16th-century English Franciscan friar and martyr

Thomas Belchiam (1508–1537) was an English Franciscan who died in Newgate Prison in the reign of Henry VIII. He is a Catholic martyr, declared venerable by Pope Leo XIII. The year of death is in question: the Victoria County History for Kent puts the events in 1534. It references Thomas Bourchier's Historia Ecclesiastica de Martyrio Fratrum..., "though the writer assigns them to 1537". Bede Camm places Belchiam's date of death as 3 August 1537. Notes and Queries lists him as dying in 1538.

==Life==
Belchiam was a friar of the convent at Greenwich. He was imprisoned, with other Franciscans, for refusing to take the oath of the royal supremacy, and declaring the king to be a heretic. He was considered an accomplished preacher, and wrote a sermon on the text, 'Behold, they that wear soft clothing are in kings' houses' (Matt. xi. 8), in which he lashed the vices of the court and the avarice and inconstancy of the clergy. At the intercession of Thomas Wriothesley some of the friars were released. Belchiam was kept in Newgate, where he died of starvation on 3 August 1537.

Belchiam survived the last of his two fellow-prisoners upwards of a month, he likely being the youngest. As he lay dying, "...it so fell out that the frame of the earth gave a surprising shock, that the jail keepers were affrighted, and it was thought to be a universal earthquake...It is said that the king gave orders for the burial of Belchiam, his majesty being startled at the uncommon accidents that happened at his departure out of this life."
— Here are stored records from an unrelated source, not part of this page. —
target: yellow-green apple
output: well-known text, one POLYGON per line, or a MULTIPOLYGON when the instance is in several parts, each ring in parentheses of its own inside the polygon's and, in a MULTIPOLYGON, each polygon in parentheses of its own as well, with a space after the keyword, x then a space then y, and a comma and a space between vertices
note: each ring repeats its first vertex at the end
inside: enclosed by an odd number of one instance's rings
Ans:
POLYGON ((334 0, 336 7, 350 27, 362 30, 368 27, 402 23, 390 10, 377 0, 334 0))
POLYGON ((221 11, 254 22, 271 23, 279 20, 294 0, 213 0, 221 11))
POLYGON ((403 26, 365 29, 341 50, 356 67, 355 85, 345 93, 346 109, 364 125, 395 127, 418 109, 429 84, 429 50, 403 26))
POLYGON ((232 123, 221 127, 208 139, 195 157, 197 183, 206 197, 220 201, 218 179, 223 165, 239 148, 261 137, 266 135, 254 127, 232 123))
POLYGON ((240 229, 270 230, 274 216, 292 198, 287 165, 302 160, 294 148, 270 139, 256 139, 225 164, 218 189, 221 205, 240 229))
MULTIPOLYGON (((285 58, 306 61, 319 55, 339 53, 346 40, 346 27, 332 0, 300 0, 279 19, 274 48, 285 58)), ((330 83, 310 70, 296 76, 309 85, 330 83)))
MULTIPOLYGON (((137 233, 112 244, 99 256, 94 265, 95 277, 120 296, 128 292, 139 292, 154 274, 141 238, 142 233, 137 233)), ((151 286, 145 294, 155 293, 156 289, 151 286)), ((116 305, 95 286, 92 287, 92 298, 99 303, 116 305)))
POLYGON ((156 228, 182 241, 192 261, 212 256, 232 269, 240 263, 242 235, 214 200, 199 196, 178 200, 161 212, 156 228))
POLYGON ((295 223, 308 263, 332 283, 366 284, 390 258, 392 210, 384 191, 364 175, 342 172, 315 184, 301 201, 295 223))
A copy of his sermon, found in the prison after his death, was brought to Henry VIII, who was affected by it, but had it burnt. Another copy was preserved by the friars, and Thomas Bourchier, writing in 1583, expressed a hope that it might be published; which apparently was never done.

==Sources==
- Charles Dodd, Church History (Brussels, 1739);
- Thomas Bourchier, Historia Ecclesiastica de Martyrio Fratrum Ord. D. Francisci (Paris, 1581)
- Luke Wadding, Annales Minorum (Ancona, 1736), tom. XVI;
- Mary Jean Stone, Faithful unto Death (London, 1892).